- The Washington Times - Sunday, May 16, 2004

More consumers are likely to give their cell phone company the boot.

Last November people in the nation’s biggest cities gained the right to switch their wireless carrier but keep their coveted cell phone number. Consumers in the rest of the country will have the same opportunity beginning next week.

“We have every reason to think consumers in smaller markets will want to take advantage of the same opportunity that consumers in large markets have,” Federal Communications Commission spokeswoman Lauren Patrich said.

The policy — called wireless number portability — is intended to promote competition.

The FCC said last week 2.6 million of the 163 million U.S. consumers who subscribe to cell phone service have moved their telephone number between wireless carriers or moved their home number from a standard phone to a wireless device since Nov. 24, when the policy took effect in the nation’s top 100 markets.

In April alone, 612,000 consumers switched wireless carriers but kept their telephone number and 48,000 moved their home telephone number to a wireless phone.

It is not clear how many people will switch cell phone companies or dump their local phone provider when rural consumers can make the change beginning May 24, but analysts and people in the industry predict few will make a switch.

Steve Largent, the former Oklahoma congressman who is president and chief executive of the Cellular Telecommunications and Internet Association, a trade association, said he expects small wireless carriers will get 20 to 40 requests a month from subscribers who want to change providers.

“People who have smaller carriers tend to be more satisfied with them than people with the big carriers,” said Charles Golvin, principal analyst with technology industry research firm Forrester Research.

That is due in large part to the absence of aggressive marketing by cell phone companies in rural areas, he said.

Rural cell-phone service is dominated by a group of about 150 companies that have from 1,000 to 500,000 subscribers each.

There is little concern they will lose customers to large carriers like Verizon Wireless, the nation’s largest wireless carrier, said Tim Raven, executive director of the Rural Cellular Association in Austin, Texas.

“We look at it as an opportunity rather than a threat,” he said. “There still are opportunities for small companies and there still are areas the larger companies don’t want to serve.”

Rural consumers who do switch carriers could face substantial delays.

The FCC has said wireless companies should complete a subscriber’s request to change carriers within 2 hours, but it could take days because some rural carriers aren’t able to transfer accounts from one company to another electronically.

Some companies will make the changes manually, said Janee Briesemeister, senior policy analyst at Consumers Union, publisher of Consumer Reports.

“We expect that with manual procedures, consumers can expect to wait several days for a transfer and we expect a lot more errors,” said Ms. Briesemeister, who manages the Web site EscapeCellHell.org.

Terry Addington, president of First Cellular of Southern Illinois, said his company already has started switching some customers who want to drop their landline service at home and replace it with wireless service, but the transition took as many as 10 days.
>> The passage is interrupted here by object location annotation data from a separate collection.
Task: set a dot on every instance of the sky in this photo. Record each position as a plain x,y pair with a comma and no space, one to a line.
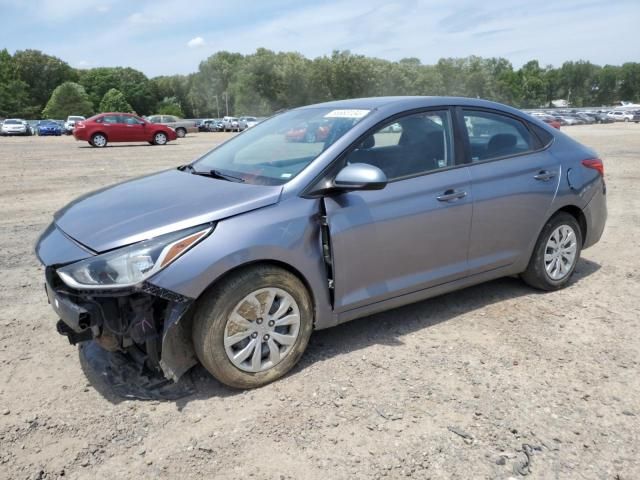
165,37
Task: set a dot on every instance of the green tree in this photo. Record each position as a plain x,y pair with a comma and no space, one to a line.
114,101
630,82
134,85
68,99
170,106
178,87
14,93
41,73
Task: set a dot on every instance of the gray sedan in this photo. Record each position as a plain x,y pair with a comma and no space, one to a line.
233,260
181,126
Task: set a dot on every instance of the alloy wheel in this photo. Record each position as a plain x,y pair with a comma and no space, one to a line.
262,329
560,252
99,140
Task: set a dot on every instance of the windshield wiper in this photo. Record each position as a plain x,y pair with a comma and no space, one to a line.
211,173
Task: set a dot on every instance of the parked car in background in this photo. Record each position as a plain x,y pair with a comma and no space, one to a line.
15,126
70,123
103,128
33,126
588,119
620,115
49,127
230,124
181,126
309,132
233,260
247,122
546,118
210,125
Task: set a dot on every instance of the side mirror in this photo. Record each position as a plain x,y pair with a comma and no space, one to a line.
360,176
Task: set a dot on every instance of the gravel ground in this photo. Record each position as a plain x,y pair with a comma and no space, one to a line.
495,381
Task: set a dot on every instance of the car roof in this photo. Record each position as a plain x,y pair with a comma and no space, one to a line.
401,103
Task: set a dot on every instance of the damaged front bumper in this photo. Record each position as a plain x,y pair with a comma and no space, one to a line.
150,324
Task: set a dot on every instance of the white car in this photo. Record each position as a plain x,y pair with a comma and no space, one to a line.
230,124
15,126
71,123
620,115
247,122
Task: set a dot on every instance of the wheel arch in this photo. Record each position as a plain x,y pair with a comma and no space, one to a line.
253,263
577,213
99,132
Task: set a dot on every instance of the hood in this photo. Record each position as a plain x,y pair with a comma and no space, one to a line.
146,207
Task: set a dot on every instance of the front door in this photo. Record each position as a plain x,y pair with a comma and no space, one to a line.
414,233
134,129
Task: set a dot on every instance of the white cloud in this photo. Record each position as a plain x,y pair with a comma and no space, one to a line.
196,42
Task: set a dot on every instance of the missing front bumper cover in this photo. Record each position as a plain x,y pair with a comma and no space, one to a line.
128,379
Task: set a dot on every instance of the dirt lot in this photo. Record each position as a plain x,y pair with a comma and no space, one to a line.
468,385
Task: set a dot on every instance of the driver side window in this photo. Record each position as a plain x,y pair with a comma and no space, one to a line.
409,146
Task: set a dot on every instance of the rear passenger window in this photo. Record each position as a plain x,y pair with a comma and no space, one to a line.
409,146
111,119
545,137
492,135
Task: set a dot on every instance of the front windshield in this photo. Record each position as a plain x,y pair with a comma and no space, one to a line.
276,150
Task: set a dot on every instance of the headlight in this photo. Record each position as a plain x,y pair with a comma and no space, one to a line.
129,266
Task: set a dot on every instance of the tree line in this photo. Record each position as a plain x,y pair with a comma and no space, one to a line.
36,85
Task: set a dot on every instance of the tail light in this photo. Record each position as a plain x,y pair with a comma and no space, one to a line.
594,163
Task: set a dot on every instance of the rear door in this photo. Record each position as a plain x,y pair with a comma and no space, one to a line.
514,181
114,128
134,129
414,233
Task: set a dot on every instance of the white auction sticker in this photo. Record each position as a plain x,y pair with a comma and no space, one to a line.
346,113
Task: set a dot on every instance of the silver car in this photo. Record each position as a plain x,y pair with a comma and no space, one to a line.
15,126
233,260
181,126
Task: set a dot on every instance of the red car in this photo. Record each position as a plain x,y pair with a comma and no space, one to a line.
308,133
121,127
552,121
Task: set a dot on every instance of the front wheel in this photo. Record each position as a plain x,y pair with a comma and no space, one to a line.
556,254
253,328
160,138
98,140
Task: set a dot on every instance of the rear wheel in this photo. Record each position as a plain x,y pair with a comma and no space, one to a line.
160,138
556,253
98,140
253,328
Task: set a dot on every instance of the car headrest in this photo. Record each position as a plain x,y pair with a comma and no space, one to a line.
500,141
413,130
368,142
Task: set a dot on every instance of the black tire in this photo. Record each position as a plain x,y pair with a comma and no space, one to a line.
95,140
536,275
214,308
160,138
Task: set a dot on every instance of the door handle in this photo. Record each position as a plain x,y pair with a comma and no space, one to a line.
544,175
450,194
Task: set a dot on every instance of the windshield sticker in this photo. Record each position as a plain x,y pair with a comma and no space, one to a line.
346,113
Some consumers won’t get the chance to change carriers immediately.

About 900 small local phone companies have asked state public utility commissions throughout the country for more time before they transfer consumer accounts to another carrier. Those delays could mean it will take months before consumers in all the nation’s rural areas can dump their carrier.

“We lobbied against [the requests],” Mr. Largent said. “But to no avail.”

Just one phone company in Virginia has asked for a temporary exemption from the policy. Peoples Mutual Telephone Co., a Gretna, Va., firm with 7,900 subscribers, asked state regulators for more time before it must meet a subscriber’s request to drop service.

No phone companies in Maryland have asked for more time.